Traductions et
commentaires de Gérard Merdjanian
***
Commentaires
Le discours a
radicalement changé, les méchants d’hier sont les gentils d’aujourd’hui ;
après la pluie, le soleil ; après avoir soufflé le froid, voici le chaud.
Certes depuis quelques temps déjà, l’emploi de ‘génocide arménien’ sans son
sacro-saint préfixe ‘sözde’ (soi-disant) est autorisé que ce soit dans les déclarations ou dans la
presse. Mais comme l’article 301 du code pénal turc n’a pas été abrogé, des
procès ont toujours lieu si l’on porte
atteinte à l’honneur de la Turquie. On ne chasse pas facilement le naturel.
La Turquie persiste à
vouloir confondre les notions de culpabilité et de responsabilité. Les
dirigeants actuels ne sont pas coupables des actes commis par leurs ainés,
lesquels ont d’ailleurs été condamnés en 1919 par un tribunal turc(1). Dans le droit international, il existe le
principe de la continuité de l’Etat. De même qu’en France la Vème république
est responsable des actes commis sous le gouvernement de Vichy, la Turquie est
responsable des actes commis par l’empire ottoman.
Si 95% des historiens
à travers le monde s’accordent à dire que les événements de 1915 sont un
génocide, il est très peu probable pour ne pas dire plus, que les 5% restant,
turcs en majorité, aient raison. En fait, ce qui bloque les dirigeants turcs,
ce n’est pas tant que leurs ancêtres aient massacré tels ou tels Chrétiens
orientaux - exercice national des armées ottomanes, régulières ou irrégulières,
pendant des siècles -, mais que celui des Arméniens en 1915 soit qualifié de
génocide, lequel est un crime contre l’humanité et en tant que tel implique un châtiment.
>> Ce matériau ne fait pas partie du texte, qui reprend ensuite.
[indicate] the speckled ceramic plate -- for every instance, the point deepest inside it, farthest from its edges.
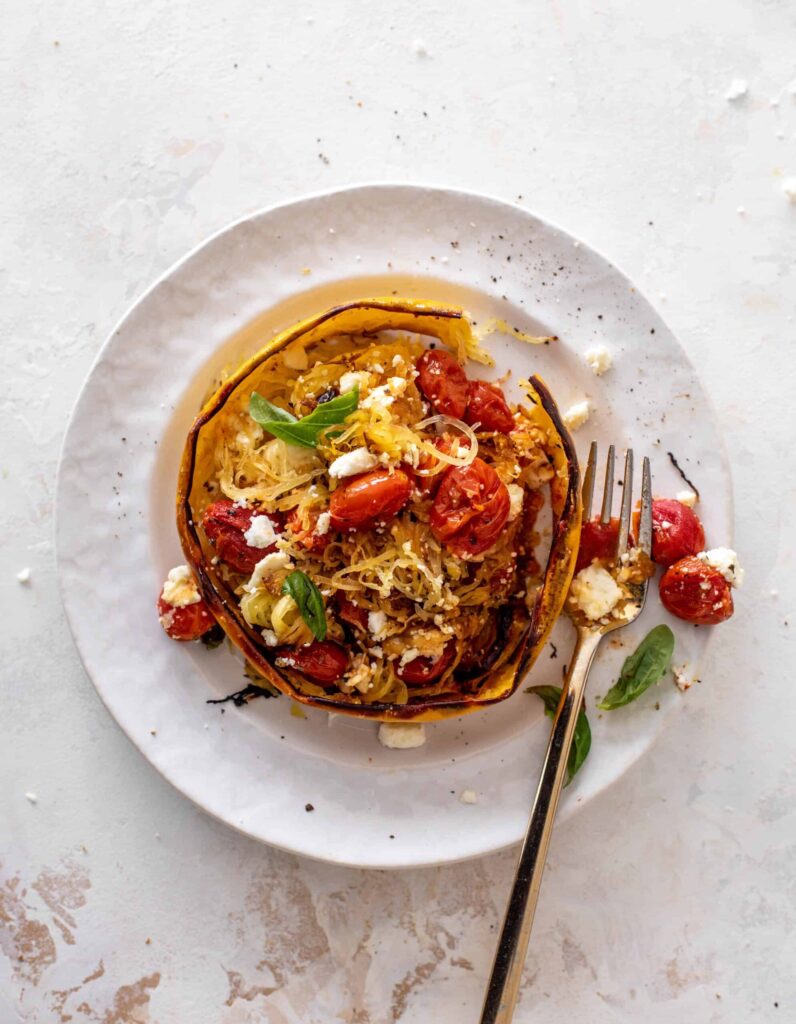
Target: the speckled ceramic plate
(260, 768)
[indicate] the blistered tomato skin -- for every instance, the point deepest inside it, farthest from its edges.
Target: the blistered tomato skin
(696, 592)
(677, 531)
(370, 499)
(443, 382)
(488, 408)
(423, 670)
(189, 623)
(225, 523)
(470, 509)
(322, 660)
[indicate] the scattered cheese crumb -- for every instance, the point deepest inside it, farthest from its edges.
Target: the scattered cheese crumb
(739, 87)
(358, 461)
(402, 736)
(599, 359)
(260, 532)
(686, 498)
(577, 415)
(725, 560)
(595, 592)
(180, 589)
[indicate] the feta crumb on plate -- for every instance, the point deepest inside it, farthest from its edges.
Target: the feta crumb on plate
(577, 415)
(686, 498)
(594, 591)
(599, 359)
(359, 461)
(725, 560)
(402, 735)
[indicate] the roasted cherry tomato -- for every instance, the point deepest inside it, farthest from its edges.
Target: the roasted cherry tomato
(424, 670)
(322, 660)
(487, 407)
(307, 538)
(189, 623)
(470, 509)
(676, 531)
(224, 524)
(443, 382)
(696, 592)
(370, 499)
(350, 612)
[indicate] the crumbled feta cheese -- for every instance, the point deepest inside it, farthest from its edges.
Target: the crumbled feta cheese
(352, 379)
(739, 87)
(686, 498)
(599, 359)
(265, 567)
(376, 623)
(577, 415)
(595, 592)
(358, 461)
(725, 560)
(402, 736)
(180, 589)
(515, 496)
(260, 532)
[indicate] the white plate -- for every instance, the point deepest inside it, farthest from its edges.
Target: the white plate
(258, 767)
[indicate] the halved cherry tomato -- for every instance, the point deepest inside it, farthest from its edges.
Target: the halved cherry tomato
(350, 612)
(322, 660)
(370, 499)
(470, 509)
(488, 407)
(696, 592)
(677, 531)
(420, 671)
(443, 381)
(189, 623)
(224, 524)
(307, 538)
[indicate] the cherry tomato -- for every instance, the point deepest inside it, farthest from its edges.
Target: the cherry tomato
(189, 623)
(224, 524)
(350, 612)
(470, 509)
(420, 671)
(322, 660)
(307, 538)
(696, 592)
(370, 499)
(676, 531)
(487, 406)
(443, 382)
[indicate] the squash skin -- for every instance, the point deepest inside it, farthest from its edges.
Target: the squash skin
(527, 634)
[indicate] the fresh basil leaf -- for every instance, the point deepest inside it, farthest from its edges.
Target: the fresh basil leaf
(581, 743)
(262, 411)
(645, 666)
(303, 432)
(309, 601)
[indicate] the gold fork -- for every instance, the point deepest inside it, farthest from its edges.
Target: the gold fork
(510, 956)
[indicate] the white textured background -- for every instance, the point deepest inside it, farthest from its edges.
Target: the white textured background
(132, 130)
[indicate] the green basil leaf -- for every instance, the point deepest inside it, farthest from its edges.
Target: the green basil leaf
(645, 666)
(581, 743)
(309, 601)
(263, 412)
(303, 432)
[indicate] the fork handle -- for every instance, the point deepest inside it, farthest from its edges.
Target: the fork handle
(510, 956)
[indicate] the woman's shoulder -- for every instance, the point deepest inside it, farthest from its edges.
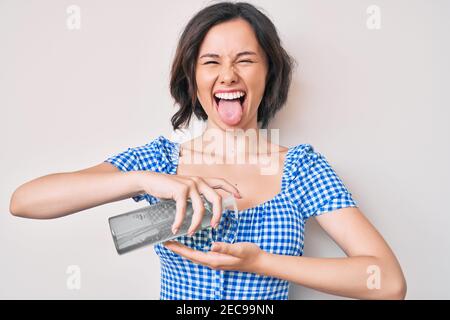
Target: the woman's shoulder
(159, 152)
(301, 159)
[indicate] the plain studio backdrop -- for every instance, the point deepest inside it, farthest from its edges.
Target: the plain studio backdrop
(372, 100)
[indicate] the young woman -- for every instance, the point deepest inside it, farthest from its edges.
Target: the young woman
(231, 71)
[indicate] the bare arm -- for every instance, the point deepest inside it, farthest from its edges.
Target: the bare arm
(61, 194)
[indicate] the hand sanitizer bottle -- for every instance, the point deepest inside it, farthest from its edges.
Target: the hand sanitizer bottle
(152, 224)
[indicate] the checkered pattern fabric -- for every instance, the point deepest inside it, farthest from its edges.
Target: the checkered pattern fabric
(310, 187)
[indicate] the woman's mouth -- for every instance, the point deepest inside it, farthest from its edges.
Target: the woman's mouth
(230, 106)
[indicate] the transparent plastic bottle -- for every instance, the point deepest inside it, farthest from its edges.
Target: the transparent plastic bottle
(153, 224)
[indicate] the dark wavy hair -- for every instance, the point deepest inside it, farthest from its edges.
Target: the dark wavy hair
(183, 87)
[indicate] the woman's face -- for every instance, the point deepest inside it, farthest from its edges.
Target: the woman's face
(231, 63)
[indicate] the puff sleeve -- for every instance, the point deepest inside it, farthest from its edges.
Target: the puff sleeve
(315, 187)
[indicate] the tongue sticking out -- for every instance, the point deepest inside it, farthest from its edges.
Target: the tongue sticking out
(230, 111)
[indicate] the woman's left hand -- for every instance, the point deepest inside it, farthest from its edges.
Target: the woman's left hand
(241, 256)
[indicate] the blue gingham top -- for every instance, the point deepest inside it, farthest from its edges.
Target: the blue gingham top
(309, 187)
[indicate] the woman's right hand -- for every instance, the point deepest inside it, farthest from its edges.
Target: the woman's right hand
(180, 188)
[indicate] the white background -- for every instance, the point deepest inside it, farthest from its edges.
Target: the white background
(372, 101)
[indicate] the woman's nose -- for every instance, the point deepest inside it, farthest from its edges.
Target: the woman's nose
(228, 75)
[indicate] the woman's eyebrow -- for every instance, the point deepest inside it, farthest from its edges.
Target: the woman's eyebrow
(215, 55)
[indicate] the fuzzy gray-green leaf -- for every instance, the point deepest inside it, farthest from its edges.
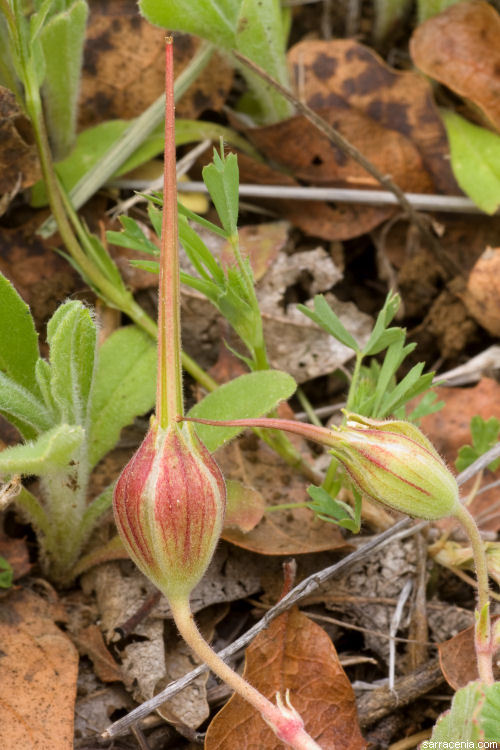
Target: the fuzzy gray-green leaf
(62, 40)
(18, 338)
(215, 20)
(124, 387)
(51, 452)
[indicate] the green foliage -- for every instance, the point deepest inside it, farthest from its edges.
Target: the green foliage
(69, 409)
(374, 390)
(72, 338)
(256, 28)
(222, 180)
(485, 435)
(94, 143)
(474, 715)
(428, 8)
(50, 453)
(19, 338)
(6, 574)
(475, 160)
(245, 397)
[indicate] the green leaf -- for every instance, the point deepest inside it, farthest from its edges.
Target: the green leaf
(490, 713)
(6, 574)
(72, 337)
(324, 316)
(245, 397)
(475, 160)
(49, 453)
(380, 337)
(221, 177)
(412, 385)
(18, 338)
(254, 27)
(426, 405)
(90, 147)
(124, 387)
(62, 40)
(152, 266)
(485, 435)
(23, 409)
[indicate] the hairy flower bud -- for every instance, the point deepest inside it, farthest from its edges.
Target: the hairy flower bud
(392, 462)
(169, 505)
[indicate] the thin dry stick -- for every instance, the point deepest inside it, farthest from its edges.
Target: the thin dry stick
(305, 588)
(338, 139)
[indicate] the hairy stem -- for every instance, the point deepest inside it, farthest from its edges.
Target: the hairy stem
(483, 640)
(286, 724)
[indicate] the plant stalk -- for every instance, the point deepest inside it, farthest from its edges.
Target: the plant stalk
(285, 723)
(169, 403)
(483, 640)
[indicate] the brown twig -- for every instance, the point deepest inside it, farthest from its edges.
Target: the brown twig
(338, 139)
(375, 704)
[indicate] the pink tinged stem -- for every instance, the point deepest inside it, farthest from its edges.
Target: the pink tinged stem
(307, 431)
(169, 386)
(284, 721)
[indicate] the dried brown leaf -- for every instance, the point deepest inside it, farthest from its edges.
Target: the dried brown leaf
(457, 658)
(292, 654)
(315, 218)
(18, 155)
(245, 506)
(459, 47)
(284, 532)
(39, 668)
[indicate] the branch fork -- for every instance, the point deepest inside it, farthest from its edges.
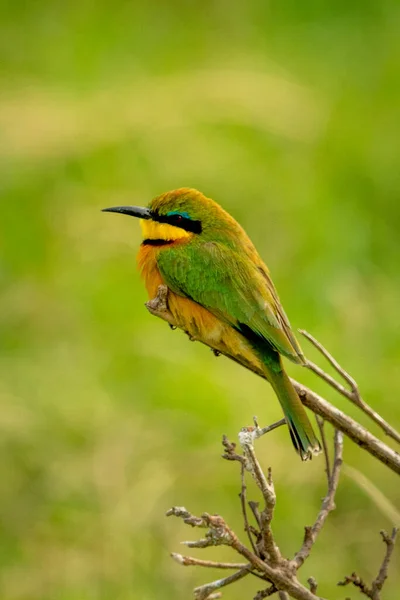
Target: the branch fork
(262, 557)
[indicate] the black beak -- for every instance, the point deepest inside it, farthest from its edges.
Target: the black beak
(133, 211)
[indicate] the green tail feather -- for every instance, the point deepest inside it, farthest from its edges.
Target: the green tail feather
(301, 431)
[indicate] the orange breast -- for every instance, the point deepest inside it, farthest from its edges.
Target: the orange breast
(196, 320)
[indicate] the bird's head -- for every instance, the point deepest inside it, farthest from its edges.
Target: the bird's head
(181, 215)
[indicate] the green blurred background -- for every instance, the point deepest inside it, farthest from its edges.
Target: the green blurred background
(288, 115)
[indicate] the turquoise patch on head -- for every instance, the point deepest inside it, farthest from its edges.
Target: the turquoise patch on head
(177, 212)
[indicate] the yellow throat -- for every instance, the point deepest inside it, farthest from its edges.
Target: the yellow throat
(152, 230)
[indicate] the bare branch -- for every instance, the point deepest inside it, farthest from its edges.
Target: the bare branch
(190, 561)
(374, 592)
(378, 583)
(313, 584)
(266, 486)
(264, 559)
(356, 432)
(353, 394)
(265, 593)
(321, 427)
(204, 591)
(328, 504)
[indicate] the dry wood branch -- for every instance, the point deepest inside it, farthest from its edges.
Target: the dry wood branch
(190, 561)
(204, 592)
(321, 427)
(158, 307)
(354, 393)
(264, 559)
(266, 486)
(374, 592)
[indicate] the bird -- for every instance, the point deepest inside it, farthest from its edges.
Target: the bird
(221, 293)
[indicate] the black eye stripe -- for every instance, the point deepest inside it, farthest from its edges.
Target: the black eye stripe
(179, 221)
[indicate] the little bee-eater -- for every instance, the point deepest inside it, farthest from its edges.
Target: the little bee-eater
(220, 292)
Et c’est là que le bât blesse, car des réparations, la Turquie ne veut pas en
entendre parler, qu’elles soient financières, matérielles ou pire,
territoriales. Si Ankara entrouvrait la Sublime Porte de son armoire, ce sont tous
les cadavres pardon toutes les minorités, Kurdes en tête, qui présenteraient
leurs cahiers de doléances.
"Nous devrons proportionner le
châtiment, non au crime qui est grand, mais au criminel qui est petit".
(Victor Hugo)
***
Traductions
**
Une des dimensions les plus malheureuses de la question
arménienne en Turquie est que le débat politique national porte presque
exclusivement dans le cadre des tentatives occidentales de légiférer sur le
génocide.
C’est parce que le sujet est abordé au Congrès américain ou au
Parlement français que nous débattons de notre propre histoire.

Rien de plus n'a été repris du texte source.